Overlay of the experimental (magenta), the lowest-energy BPMC (green), and the lowest-energy no BPMC (yellow) conformations of the nine-residue glycan chain of PDB 1gai.

The BPMC simulation started from a conformation in which all variable torsional angles were set to 180°. The preferred angular zones used to modify the probability distribution of a random step are those listed in Tables S5–S9. An unbiased (evenly distributed) random step was applied to angles not included in the preferred variable zones. Up to 150 low-energy conformations with a pairwise ϕ−ψ RMSD deviation greater than 30° were accumulated in a so-called conformational stack.⁴² The maximum number of energy evaluations in every local minimization was set to 480 (300 + 20 × number of residues). The simulation temperature was set to 600 K.

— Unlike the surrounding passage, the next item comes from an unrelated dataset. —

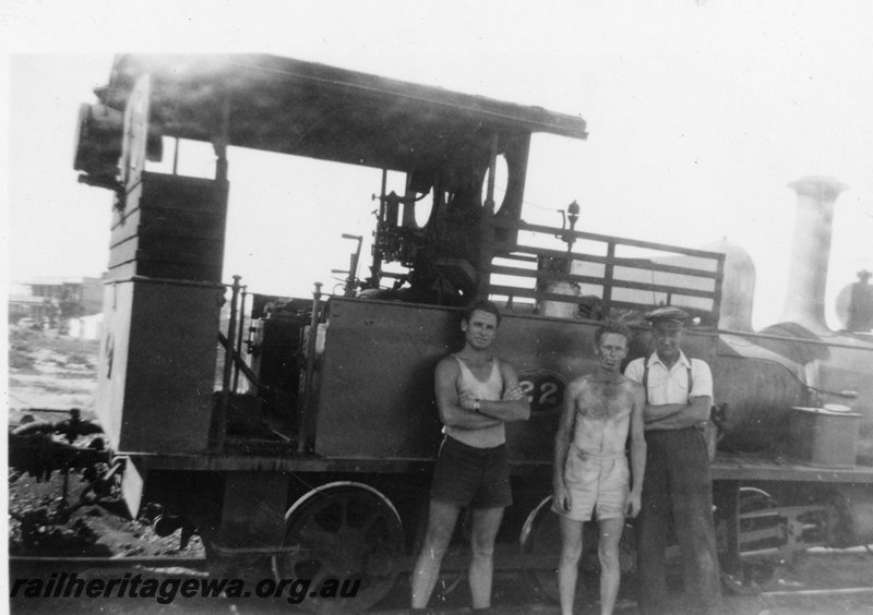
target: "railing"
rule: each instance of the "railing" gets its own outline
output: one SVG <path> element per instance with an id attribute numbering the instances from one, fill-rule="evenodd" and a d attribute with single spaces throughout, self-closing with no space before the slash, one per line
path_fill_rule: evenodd
<path id="1" fill-rule="evenodd" d="M 491 258 L 489 296 L 534 311 L 546 302 L 578 306 L 578 316 L 602 318 L 615 312 L 682 308 L 702 326 L 716 327 L 721 304 L 725 255 L 677 245 L 622 239 L 493 219 L 493 229 L 516 229 L 535 240 L 555 238 L 566 250 L 515 243 Z M 623 255 L 625 253 L 626 255 Z M 498 278 L 499 277 L 499 278 Z M 495 279 L 498 278 L 498 279 Z"/>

To compare the efficiency of the BPMC procedure with the unbiased MC minimization procedure,⁶⁴ we performed five simulations of each type starting from different random conformations. Each simulation was limited to ∼12 800 Monte Carlo steps (72 900 000 energy evaluations).

Figure 13 shows the progression of the best energy achieved with the time of simulation for both evenly distributed random steps and the biased ones. All BPMC simulations converged to low-energy conformations much faster than the unbiased runs. Thus, after 30 000 000 energy evaluations, lowest energies from the five BPMC runs were all below −845 kcal/mol (Figure 13a), whereas only three out of five unbiased runs reached such a low energy (Figure 13b).

Figure 13.

Progression of the lowest energy achieved with the time of simulation for PDB 1gai using (a) BPMC steps and ϕ, ψ, ω, and side chain torsional angles as search variables, (b) evenly distributed MC steps and ϕ, ψ, ω, and side chain torsional angles as search variables, and (c) BPMC steps with only ϕ, ψ, and ω angles as search variables.

Although the lowest energies yielded by the two sets of runs are similar, i.e., −850 kcal/mol, they correspond to slightly different conformations. The lowest-energy conformations have RMSD from the native structure of 1.53 and 1.31 Å for the BPMC and unbiased runs, respectively. The superposition of the lowest-energy conformations produced by these two types of simulations and the experimental structure of 1gai is shown in Figure 12. As seen from Figure 12, the two structures located as lowest-energy minima by the BPMC and unbiased runs differ in the orientation of the Man497 residue.

It should be mentioned that the most native-like conformation found by both search methods had RMSD of only 0.6 Å but a higher energy.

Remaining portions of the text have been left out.